Keywords

1 Introduction

With the advent of the Internet era, news clients have become an important means for people to obtain news information. In May 2022, the 49th “Statistical Report on Internet Development in China” released by China Internet Network Information Center (CNNC) showed that by December 2021. The number of Internet users in my country reached 1.032 billion, an increase of 42.96 million compared with December 2020. The Internet penetration rate reached 73.0%, and the proportion of Internet users using mobile phones to access the Internet reached 99.7%. The Internet penetration rate is increasing year by year, and the number of Internet users is increasing.

The rapid growth of smartphone users has led to a surge of various clients, such as Yahoo and Toutiao. The way netizens obtain news information has shifted from traditional media to terminals. The personalized recommendation algorithm is to generate different pages and recommend different content for different users by collecting data such as user hobbies and usage habits. The intelligent application of digital information technology can place the content that everyone is most interested in and needed most on the recommendation page, so as to achieve accurate recommendation.

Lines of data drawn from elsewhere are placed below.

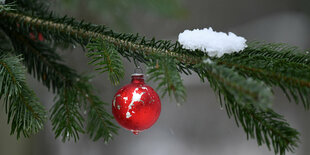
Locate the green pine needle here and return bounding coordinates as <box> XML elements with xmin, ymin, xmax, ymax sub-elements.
<box><xmin>147</xmin><ymin>58</ymin><xmax>186</xmax><ymax>103</ymax></box>
<box><xmin>87</xmin><ymin>40</ymin><xmax>124</xmax><ymax>85</ymax></box>
<box><xmin>0</xmin><ymin>53</ymin><xmax>46</xmax><ymax>138</ymax></box>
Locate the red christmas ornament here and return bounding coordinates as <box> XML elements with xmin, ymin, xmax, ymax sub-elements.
<box><xmin>112</xmin><ymin>74</ymin><xmax>161</xmax><ymax>135</ymax></box>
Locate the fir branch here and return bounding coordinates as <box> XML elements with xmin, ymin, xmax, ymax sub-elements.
<box><xmin>216</xmin><ymin>44</ymin><xmax>310</xmax><ymax>110</ymax></box>
<box><xmin>0</xmin><ymin>53</ymin><xmax>46</xmax><ymax>138</ymax></box>
<box><xmin>0</xmin><ymin>6</ymin><xmax>309</xmax><ymax>154</ymax></box>
<box><xmin>224</xmin><ymin>97</ymin><xmax>299</xmax><ymax>155</ymax></box>
<box><xmin>51</xmin><ymin>87</ymin><xmax>84</xmax><ymax>142</ymax></box>
<box><xmin>87</xmin><ymin>40</ymin><xmax>124</xmax><ymax>85</ymax></box>
<box><xmin>77</xmin><ymin>77</ymin><xmax>119</xmax><ymax>142</ymax></box>
<box><xmin>4</xmin><ymin>31</ymin><xmax>78</xmax><ymax>92</ymax></box>
<box><xmin>197</xmin><ymin>62</ymin><xmax>272</xmax><ymax>110</ymax></box>
<box><xmin>1</xmin><ymin>27</ymin><xmax>118</xmax><ymax>141</ymax></box>
<box><xmin>147</xmin><ymin>57</ymin><xmax>186</xmax><ymax>103</ymax></box>
<box><xmin>199</xmin><ymin>62</ymin><xmax>299</xmax><ymax>155</ymax></box>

There have been more than 20 years of research on recommender systems, and a relatively complete theoretical foundation and framework has been formed, which is an indispensable part of network technology. However, recommender systems face the problems of cold start and sparsity. Aiming at the shortcomings of traditional collaborative filtering algorithms, this study analyzes the implicit meaning of user historical operation behavior data and mines its potential interest points to help users better obtain news information.

2 Literature Review

Collaborative filtering is the most famous recommendation algorithm in recommendation systems and has the most extensive applications. With the rapid growth of network data, the collaborative filtering recommendation algorithm has gradually exposed its application drawbacks, and scholars from all over the world have made their own attempts to optimize and expand it. For cold start problems, Liu and Lee (2009) applied the user's social network information to the recommender system, and found the nearest neighbors by measuring the user's similarity in the social information, so as to recommend items for new users [1]. Liang et al. (2020) used the optimized dynamic clustering algorithm to cluster user attribute characteristics, and formed a weighted similarity recommendation algorithm prediction model based on user attribute characteristics [2]. For data sparsity, Najafabadi et al. (2017) recommend users by mining the user's implicit information and the association between items, and propose to combine different rating matrices to fill the user's preference information [3]. Zhou et al. (2020) used the optimal boundary completion method and predicted score rounding to fill in missing values [4].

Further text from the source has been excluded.